Even though the power packs Scotty had salvaged from the Delta Vega lithium-cracking station had enabled the Enterprise’s warp engines to be restarted, the ship’s current top speed was well short of its rated maximum. At their current best possible speed, they were still months from the nearest Federation base. By now Kirk’s after-action report—filed via subspace radio—had likely reached Starfleet Command. He did not regret the simple notation he had entered for Mitchell, despite the fact that the man had tried to commandeer the Enterprise and had turned his new psionic powers against Kirk. The young captain continued to remind himself that the being who had jeopardized his ship and crew had not been Gary Mitchell—not really. After the Enterprise’s failure to breach the energy barrier at the edge of the galaxy, Mitchell—and, later, psychiatrist Dr. Elizabeth Dehner—had been changed by the experience, transformed. Kirk had to believe that the man he had known would not have been capable of such casual cruelty…of murder. Instead, he had noted in his log only that Mitchell had died “in the line of duty.”
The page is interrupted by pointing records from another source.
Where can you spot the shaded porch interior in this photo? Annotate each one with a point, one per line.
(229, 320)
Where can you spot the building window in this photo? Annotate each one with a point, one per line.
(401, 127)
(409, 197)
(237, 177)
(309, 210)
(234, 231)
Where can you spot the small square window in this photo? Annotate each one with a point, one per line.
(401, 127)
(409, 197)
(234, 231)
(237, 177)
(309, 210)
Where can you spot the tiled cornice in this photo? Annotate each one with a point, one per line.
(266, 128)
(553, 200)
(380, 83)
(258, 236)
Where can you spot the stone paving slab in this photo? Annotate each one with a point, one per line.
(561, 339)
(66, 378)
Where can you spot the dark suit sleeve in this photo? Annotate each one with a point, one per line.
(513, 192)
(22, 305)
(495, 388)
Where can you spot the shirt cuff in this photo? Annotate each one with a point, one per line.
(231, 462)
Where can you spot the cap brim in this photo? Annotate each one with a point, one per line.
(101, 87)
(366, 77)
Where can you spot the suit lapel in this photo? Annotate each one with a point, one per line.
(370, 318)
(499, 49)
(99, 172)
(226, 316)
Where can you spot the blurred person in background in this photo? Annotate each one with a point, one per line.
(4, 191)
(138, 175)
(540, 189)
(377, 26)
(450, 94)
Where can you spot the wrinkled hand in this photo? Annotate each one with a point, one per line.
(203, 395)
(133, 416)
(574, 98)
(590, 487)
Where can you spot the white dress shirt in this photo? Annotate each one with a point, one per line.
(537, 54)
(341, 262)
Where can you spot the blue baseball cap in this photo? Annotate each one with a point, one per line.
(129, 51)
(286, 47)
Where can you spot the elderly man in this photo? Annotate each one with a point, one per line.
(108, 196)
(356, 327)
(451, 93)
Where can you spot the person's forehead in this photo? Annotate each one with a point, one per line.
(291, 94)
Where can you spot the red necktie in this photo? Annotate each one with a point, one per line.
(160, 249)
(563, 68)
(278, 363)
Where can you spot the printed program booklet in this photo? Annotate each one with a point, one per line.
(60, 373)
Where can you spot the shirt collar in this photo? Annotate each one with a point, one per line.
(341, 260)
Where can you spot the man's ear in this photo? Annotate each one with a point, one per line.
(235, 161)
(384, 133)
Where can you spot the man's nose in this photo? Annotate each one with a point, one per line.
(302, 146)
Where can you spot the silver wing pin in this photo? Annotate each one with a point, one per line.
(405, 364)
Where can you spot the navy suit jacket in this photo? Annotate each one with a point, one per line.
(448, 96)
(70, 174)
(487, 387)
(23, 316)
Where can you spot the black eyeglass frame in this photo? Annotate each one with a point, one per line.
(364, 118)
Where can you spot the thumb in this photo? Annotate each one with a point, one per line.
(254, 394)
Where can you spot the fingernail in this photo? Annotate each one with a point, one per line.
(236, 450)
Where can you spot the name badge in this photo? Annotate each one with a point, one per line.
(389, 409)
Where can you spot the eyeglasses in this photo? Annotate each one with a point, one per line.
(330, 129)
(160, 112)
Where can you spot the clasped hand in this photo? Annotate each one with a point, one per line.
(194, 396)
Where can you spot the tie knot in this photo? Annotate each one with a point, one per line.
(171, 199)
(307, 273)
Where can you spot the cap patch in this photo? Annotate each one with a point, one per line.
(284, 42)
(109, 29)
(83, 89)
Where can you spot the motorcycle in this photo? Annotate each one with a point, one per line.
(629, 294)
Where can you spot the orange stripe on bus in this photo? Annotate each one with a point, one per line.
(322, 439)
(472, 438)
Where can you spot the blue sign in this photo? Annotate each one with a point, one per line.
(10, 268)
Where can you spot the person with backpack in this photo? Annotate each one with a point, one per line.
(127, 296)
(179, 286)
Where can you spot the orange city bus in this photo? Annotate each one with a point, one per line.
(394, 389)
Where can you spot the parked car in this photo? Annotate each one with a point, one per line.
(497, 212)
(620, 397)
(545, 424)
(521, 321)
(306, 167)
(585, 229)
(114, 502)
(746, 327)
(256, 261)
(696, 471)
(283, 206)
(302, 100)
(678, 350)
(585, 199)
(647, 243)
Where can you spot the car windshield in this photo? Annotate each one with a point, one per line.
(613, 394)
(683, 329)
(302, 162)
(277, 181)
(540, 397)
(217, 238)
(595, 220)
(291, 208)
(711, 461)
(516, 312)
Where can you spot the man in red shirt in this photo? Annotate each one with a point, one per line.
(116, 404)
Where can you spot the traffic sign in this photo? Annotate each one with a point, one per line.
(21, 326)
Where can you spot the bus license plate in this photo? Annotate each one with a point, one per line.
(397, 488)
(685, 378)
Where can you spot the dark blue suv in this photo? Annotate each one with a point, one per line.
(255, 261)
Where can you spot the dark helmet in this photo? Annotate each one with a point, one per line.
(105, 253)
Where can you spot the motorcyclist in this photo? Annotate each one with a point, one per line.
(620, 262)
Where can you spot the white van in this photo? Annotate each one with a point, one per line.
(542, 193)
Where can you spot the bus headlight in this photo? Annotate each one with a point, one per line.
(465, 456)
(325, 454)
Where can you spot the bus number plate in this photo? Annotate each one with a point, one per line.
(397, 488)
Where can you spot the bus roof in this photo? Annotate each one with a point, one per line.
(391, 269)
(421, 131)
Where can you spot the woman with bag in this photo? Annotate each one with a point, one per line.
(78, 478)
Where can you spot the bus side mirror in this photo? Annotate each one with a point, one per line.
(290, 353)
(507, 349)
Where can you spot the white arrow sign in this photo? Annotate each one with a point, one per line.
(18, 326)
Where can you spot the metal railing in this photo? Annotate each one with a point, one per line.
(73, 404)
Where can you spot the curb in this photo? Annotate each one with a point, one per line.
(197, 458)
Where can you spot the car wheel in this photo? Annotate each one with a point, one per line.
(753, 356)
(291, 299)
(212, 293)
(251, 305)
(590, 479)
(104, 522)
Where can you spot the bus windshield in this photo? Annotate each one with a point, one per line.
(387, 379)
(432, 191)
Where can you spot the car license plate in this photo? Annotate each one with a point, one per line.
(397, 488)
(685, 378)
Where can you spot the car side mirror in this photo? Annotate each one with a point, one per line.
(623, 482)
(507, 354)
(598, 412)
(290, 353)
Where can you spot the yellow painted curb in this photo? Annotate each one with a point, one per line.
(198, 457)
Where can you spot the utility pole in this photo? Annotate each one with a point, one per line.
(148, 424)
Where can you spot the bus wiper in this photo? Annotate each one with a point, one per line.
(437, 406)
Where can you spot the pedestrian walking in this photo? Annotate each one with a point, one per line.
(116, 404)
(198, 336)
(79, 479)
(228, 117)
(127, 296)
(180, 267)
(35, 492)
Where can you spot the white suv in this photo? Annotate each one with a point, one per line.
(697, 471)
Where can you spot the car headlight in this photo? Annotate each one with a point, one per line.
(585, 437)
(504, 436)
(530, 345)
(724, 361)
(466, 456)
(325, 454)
A door opened as Kirk passed by, and the aroma of fresh coffee lured him into the galley. Dr. Mark Piper sat alone at a table, gratefully inhaling wisps of hot vapor snaking upward from his burnished aluminum mug. “Morning, Captain,” the grizzled, aging physician said, his voice rough.

The greeting brought Kirk up short. “Is it?” He checked the ship’s chronometer, mounted over the galley door.

“It’s almost 0100,” Piper said. “Technically, it’s morning.” He sipped carefully at his beverage.

“I guess it is,” Kirk said with a wan grin. “Burning the midnight oil?”

“Emergency call,” Piper said. “Nothing serious enough to wake you for. But I guess that’s not an issue.”

Kirk stood in front of the food dispenser, eyeing his choices. “Who was it?”

“Alden,” Piper said, then puffed gently on his coffee.

None of the menu choices appealed to Kirk. He sat down across from Piper. “What happened?”

“An accident in engineering.” He took another sip, inhaled through gritted teeth, and set down his mug. “Spock’s probably writing the report for your morning briefing even as we speak.”

“No doubt,” Kirk said. His half-Vulcan first officer was nothing if not efficient. However, the same suppression of emotion that enabled Spock to exercise unimpeachable logic in his other official capacity, as ship’s science officer, had also led him to urge Kirk to kill Gary Mitchell before his new powers drove him to enslave or exterminate the Enterprise crew. Kirk had not heeded Spock’s warning, and helmsman Lee Kelso had paid for Kirk’s mistake with his life. The captain knew that it was absurd to blame Spock for what happened, or to be angry with him for being so quick to condemn Mitchell to death. Spock’s chief duty as first officer was to protect the ship and its crew, even if that meant sacrificing one to save the others.

Knowing those things made Mitchell’s death no easier for Kirk to accept, however. He had pulled the trigger and brought a ton of rock down on his friend. No amount of rationalization was going to erase the lingering guilt that had shadowed his every thought since that desperate moment.

After a silent minute, Piper said, “You should eat something.”

“I’m not hungry.”

“Try getting some sleep, then.”

Kirk chuckled ruefully. “Easier said than done.”

“On this ship, I guess that’s true.” Piper grabbed his mug and stood up. “I have to head back to sickbay. Want to stop in and say hi to Alden?”

Before he could accept the invitation, Kirk was cut off by a two-note whistle from the overhead speaker. “Captain Kirk to the bridge,” came Spock’s voice over the intraship channel.